2022.2.28

温対法改正案を閣議決定 「脱炭素化支援機構」を創設

政府は、地球温暖化対策推進法の改正案を閣議決定した。官民ファンド「脱炭素化支援機構」を創設し、再生可能エネルギー導入などの脱炭素化事業に取り組む民間事業者への財政的な支援を強化する。

2050年のカーボンニュートラル実現に向け、民間事業者から例えば太陽光発電の初期費用ゼロ円モデルなど、これまでにない新たな提案が行われている。一方で、こうした新たな提案は前例に乏しく認知度が低いといった理由から資金調達が難しいケースがあり、我が国の脱炭素化市場拡大へ向けた課題となっている。

温対法改正による、官民ファンド創設の概要

こうしたことから、政府は地球温暖化対策推進法を改正し、再生可能エネルギー導入などの脱炭素事業に取り組む民間企業に出資する官民ファンド「脱炭素化支援機構」を創設する。脱炭素化事業に対し、国が積極的に出資することで民間の金融機関や企業からの出資を促したい考えだ。

現在、国は「地域脱炭素投資促進ファンド」という枠組みで、民間事業者の脱炭素化事業に対し出資を行っている。

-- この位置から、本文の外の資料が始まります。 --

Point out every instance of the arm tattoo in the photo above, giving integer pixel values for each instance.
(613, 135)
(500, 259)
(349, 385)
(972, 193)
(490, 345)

(一社)グリーンファイナンス推進機構を通じ、国のエネルギー特別会計から民間事業者の脱炭素化事業へ出資するもので、出資の予算額は48億円を計上している。

今回の新たに創設する官民ファンドは、地域脱炭素投資促進ファンドの約4倍となる200億円を国が出資、さらにこれを呼び水に民間金融機関・企業などからの出資も募り、1000億円規模の出資を目指す。国による出資金額を増やすだけでなく民間からの出資も募り、従来よりも出資額を大きく増やすことで、新たなビジネスモデルの構築を促し、脱炭素化市場の拡大を図りたい考えだ。

出資対象は、大規模・大多数な屋根上や営農型等の太陽光発電、地域共生・地域貢献型の再エネ事業(地熱や中小水力、風力発電等)、プラスチックなどの資源循環、食品・廃材等バイオマスの利用、森林保全と木材利用などを想定している。

住宅関連では、屋根上の太陽光発電の設置や廃材のバイオマス利用、木材利用などの事業が対象になりそうだ。例えば、屋根上の太陽光発電の設置については、「PPAやリースといった初期費用ゼロで設置できる事業を出資対象の一つとして想定している」(環境省)という。こうした事業は住宅での太陽光発電の普及拡大の新たなビジネスモデルとして注目を浴びているが、まだ一般的な認知度は低く、取り組みは一部の事業者に限られているのが実情だ。しかし、今回の新制度で出資が促されれば、より多くの事業者がサービスに参入し市場拡大が期待できそうだ。

官民ファンド「脱炭素化支援機構」の創設を盛り込んだ地球温暖化対策推進法の改正案は、通常国会に提出する予定で、政府は今秋にも同ファンドの創設を目指す方針だ。